UNICEF and with other organisations are working to help reduce and eliminate human trafficking from Ivory Coast. UNICEF workers are stationed at the country's border to intercept child traffickers. It and its partner organizations work with the government to help strengthen and enforce existing laws.

=== Child labour in the cocoa industry ===
Ivory Coast, producing 41 percent of the world's cocoa, is the world's largest producer; the industry supplies 60 percent of the country's export revenue. Cocoa production employs nearly seven million people nationwide. The International Labour Organisation estimated that Ivory Coast has 378,000 working children; at the time, the country had not signed the Minimum Age Convention. Dangerous child labour on cocoa plantations has been widely reported, and international human-rights institutions have called for better regulation of a problem affecting an estimated 15,000 child slaves on the plantations.
The governments of Ivory Coast and Ghana signed a bilateral cooperation agreement in 2016 to fight cross-border trafficking and forced child labour.
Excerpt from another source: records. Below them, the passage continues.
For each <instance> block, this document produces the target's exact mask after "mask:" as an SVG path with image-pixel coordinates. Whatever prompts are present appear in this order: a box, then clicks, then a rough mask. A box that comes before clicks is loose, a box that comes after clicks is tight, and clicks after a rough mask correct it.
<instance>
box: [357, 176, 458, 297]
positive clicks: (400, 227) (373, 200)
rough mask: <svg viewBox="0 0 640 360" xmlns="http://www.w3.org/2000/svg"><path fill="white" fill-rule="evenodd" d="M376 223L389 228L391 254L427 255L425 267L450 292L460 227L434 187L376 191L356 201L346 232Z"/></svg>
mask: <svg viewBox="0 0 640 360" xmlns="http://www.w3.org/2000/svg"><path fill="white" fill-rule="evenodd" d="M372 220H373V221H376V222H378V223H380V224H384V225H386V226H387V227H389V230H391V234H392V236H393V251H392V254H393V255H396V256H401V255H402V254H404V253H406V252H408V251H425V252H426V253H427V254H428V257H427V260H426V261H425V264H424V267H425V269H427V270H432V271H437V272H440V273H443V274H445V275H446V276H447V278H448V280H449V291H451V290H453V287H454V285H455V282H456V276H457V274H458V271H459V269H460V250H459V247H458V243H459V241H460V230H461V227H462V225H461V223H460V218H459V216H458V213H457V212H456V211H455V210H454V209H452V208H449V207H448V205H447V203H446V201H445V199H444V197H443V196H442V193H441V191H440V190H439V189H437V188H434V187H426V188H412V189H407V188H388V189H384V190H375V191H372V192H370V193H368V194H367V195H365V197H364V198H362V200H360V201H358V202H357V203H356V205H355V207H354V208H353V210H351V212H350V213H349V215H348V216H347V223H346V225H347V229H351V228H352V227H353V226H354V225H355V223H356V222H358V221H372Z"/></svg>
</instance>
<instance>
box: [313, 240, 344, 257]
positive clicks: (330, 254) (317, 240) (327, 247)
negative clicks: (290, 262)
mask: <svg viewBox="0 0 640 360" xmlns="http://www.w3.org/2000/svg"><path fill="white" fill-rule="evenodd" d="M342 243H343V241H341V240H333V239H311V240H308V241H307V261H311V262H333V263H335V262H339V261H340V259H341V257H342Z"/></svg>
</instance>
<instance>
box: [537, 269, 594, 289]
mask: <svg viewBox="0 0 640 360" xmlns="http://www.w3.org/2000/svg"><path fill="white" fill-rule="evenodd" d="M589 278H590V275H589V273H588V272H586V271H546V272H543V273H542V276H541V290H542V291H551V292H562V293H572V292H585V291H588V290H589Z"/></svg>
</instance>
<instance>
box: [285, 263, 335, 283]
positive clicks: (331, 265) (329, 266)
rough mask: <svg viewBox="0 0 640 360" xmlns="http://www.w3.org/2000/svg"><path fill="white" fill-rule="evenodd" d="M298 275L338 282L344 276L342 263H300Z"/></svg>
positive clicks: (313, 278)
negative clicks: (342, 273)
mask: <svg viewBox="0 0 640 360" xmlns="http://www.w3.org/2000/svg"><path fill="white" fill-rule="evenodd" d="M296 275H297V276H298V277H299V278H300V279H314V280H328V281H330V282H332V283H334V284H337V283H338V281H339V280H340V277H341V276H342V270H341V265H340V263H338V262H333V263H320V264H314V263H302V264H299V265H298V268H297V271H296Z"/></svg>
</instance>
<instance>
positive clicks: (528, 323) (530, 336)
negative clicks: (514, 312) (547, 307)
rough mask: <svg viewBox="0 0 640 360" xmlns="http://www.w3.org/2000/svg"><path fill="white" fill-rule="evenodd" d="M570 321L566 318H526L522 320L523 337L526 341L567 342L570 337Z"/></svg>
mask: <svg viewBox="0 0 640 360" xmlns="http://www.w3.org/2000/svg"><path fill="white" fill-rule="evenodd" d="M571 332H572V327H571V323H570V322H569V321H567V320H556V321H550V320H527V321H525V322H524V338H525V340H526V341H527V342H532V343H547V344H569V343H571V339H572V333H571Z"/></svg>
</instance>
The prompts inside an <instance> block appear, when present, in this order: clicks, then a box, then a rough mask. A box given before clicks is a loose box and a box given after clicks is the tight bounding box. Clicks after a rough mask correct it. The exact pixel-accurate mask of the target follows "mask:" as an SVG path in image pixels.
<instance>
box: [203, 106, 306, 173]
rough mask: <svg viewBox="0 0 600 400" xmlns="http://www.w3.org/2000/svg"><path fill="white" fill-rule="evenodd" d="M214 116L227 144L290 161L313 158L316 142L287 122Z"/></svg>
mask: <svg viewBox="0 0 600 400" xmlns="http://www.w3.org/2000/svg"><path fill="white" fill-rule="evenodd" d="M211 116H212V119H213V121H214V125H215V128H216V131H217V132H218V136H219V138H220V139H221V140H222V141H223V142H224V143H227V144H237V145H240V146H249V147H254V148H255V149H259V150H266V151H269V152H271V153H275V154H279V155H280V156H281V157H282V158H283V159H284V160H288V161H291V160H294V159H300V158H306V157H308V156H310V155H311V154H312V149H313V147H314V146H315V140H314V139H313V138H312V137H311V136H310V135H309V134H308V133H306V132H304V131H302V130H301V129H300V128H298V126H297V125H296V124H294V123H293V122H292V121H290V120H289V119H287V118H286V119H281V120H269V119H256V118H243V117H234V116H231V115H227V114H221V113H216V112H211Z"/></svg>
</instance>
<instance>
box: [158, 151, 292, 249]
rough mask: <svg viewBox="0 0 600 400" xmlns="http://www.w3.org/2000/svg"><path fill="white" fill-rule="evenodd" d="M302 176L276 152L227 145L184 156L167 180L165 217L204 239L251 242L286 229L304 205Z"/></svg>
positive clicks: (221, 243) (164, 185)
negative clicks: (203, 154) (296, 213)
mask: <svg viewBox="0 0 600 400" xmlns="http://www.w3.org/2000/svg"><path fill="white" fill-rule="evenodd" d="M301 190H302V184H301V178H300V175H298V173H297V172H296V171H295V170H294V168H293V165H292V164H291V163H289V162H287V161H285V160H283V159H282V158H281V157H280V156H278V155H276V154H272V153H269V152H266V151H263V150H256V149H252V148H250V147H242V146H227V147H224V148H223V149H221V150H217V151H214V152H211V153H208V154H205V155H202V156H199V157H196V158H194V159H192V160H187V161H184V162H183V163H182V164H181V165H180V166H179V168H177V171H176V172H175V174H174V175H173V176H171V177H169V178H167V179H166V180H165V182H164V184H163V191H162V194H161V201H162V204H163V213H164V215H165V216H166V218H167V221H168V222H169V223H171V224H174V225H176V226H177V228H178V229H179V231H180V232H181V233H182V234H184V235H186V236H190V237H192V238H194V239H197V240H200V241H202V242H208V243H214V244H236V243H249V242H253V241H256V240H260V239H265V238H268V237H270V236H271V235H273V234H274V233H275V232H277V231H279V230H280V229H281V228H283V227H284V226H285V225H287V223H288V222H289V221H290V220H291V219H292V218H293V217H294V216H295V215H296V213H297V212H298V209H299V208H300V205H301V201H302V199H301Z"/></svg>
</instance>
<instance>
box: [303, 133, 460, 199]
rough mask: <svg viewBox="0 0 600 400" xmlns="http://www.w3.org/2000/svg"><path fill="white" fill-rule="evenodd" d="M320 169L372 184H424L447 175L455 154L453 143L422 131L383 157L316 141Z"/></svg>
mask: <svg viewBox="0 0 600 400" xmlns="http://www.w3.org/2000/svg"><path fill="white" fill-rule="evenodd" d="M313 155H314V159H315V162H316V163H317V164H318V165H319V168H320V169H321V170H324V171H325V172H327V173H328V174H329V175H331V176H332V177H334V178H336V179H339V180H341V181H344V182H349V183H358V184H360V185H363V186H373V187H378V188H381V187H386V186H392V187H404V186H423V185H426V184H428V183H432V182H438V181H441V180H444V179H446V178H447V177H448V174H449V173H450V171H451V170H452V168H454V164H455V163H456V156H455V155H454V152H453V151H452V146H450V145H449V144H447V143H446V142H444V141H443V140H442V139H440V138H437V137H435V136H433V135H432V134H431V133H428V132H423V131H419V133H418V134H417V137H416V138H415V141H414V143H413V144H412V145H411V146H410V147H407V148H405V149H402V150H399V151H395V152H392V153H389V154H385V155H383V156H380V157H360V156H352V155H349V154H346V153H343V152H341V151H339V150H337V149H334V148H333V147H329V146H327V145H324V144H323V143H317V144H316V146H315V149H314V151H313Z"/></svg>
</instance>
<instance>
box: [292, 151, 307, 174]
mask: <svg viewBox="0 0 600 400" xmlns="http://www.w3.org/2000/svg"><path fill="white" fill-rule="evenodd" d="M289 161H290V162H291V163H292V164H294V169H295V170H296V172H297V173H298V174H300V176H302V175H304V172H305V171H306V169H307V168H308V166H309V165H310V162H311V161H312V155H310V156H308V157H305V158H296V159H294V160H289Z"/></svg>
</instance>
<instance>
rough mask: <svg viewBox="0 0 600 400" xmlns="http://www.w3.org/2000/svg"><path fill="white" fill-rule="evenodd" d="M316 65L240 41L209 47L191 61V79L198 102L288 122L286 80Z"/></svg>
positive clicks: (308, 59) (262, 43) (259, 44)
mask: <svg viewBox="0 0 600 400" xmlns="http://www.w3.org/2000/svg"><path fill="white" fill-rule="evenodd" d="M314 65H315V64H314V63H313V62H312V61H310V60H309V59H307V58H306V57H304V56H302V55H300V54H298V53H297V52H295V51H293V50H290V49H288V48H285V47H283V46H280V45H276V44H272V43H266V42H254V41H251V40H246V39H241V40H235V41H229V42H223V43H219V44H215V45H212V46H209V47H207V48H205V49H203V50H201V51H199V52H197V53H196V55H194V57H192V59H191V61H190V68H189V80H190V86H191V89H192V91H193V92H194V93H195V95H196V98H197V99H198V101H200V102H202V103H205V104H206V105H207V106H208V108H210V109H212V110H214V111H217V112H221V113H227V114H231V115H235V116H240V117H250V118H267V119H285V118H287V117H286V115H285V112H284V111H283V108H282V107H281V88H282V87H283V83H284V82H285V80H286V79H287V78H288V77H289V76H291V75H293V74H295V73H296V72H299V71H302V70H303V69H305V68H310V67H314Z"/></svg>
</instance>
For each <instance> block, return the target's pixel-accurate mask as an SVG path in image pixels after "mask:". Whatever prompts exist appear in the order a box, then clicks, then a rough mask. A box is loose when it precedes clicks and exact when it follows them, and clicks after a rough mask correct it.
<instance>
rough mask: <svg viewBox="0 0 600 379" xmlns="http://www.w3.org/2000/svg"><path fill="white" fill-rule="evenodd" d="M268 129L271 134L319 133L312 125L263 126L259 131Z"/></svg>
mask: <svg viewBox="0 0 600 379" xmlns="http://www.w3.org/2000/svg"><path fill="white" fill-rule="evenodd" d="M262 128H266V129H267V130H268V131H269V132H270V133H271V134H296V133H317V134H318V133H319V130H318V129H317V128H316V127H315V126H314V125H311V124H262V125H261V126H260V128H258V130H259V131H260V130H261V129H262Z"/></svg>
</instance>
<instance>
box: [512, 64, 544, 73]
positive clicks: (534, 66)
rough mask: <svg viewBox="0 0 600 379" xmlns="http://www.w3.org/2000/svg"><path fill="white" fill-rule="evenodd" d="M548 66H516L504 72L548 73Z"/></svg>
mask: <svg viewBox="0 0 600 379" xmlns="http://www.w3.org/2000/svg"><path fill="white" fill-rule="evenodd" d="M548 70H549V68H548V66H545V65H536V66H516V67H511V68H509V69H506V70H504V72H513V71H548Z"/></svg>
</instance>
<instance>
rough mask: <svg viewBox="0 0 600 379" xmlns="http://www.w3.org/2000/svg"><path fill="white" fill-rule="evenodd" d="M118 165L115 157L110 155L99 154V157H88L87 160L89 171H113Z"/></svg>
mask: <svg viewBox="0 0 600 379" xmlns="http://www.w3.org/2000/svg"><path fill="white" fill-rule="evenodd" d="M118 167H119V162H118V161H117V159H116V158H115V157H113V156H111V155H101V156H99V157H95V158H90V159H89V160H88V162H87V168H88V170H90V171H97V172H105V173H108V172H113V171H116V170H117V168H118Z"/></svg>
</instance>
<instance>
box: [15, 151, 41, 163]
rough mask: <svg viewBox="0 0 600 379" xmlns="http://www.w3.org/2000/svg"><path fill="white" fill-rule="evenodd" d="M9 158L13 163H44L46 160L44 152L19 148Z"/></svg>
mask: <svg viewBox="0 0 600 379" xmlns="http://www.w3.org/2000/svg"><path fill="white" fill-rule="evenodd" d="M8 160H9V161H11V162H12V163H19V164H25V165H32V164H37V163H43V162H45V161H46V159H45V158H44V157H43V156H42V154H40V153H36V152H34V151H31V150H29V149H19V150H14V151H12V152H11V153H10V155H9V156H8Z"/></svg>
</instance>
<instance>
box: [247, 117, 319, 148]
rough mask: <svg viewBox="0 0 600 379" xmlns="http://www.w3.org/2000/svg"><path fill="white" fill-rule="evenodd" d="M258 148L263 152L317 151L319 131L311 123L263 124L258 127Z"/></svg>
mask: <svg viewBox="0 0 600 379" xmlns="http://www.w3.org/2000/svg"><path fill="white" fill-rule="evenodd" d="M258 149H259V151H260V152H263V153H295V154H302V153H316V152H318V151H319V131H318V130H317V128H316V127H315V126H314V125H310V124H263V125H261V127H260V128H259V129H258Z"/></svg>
=== International Criminal Court ===
Ivory Coast accepted the jurisdiction of the International Criminal Court (ICC) in 2003, although it was not a signatory of the Rome Statute at the time; it ratified the statute in February 2013. The ICC opened an investigation after the 2011 post-election crisis, guided by the ICC prosecutor, of all crimes alleged from 19 September 2002 to the present. The investigation was the first of its kind in which the nation had accepted the jurisdiction of the court but not yet signed the Rome Statute.

After motu proprio investigations opened by the ICC prosecutor, a warrant was issued in 2011 for Laurent Gbagbo's arrest. Gbagbo and former youth minister Charles Blé Goudé are being investigated for crimes against humanity, including murder, rape, attempted murder, and persecution. Although Gbagbo is in ICC custody, his detention has been reviewed in light of his possible release for the remainder of his trial. Gbagbo is the first former head of state to be tried by the ICC.

== Ivorian Human Rights League ==
The Ivorian Human Rights League (Ligue Ivoirienne des Droits de l'Homme, LIDHO) is a politically- and religiously-independent body with a goal of ensuring a fair and lawful legal system. Established on 21 March 1987, it relies on donations from partner organisations. The league focuses on research and producing educational materials as a lobby for the rule of law, denouncing human-rights violations and providing strategies for overcoming them. LIDHO works in a number of areas, including gender equality and peace. The league was not recognised until 1990, after the oppressive rule of Félix Houphouët-Boigny ended with his death. Since their recognition, LIDHO has worked with international institutions to investigate human-rights abuses in Ivory Coast and have united organisations from a variety of religious, social and political backgrounds in the Convention of Ivorian Civil Society to work together for peace.

== United Nations ==
In 2004, the United Nations Operation in Ivory Coast (ONUCI) was formed to promote peace and human rights. Formed as unrest between Ivorian political parties increased, it worked towards a peace agreement. The ONUCI also worked to legitimise elections and minimise violence by both parties. During the 2011 political crisis, UN peacekeepers worked to ensure the safety and protection of civilians caught in war. The ONUCI's mandate was extended several times to reflect the changing political situation in the country. UN Secretary General Ban Ki-moon said in March 2013 that although the operation could reduce its military presence due to increased political stability, considerable peace-building and national dialogue was still needed. The operation ended on 30 June 2017, but the United Nations and other supporting organisations continue to provide funding and aid to maintain peace and work with the government to ensure stability.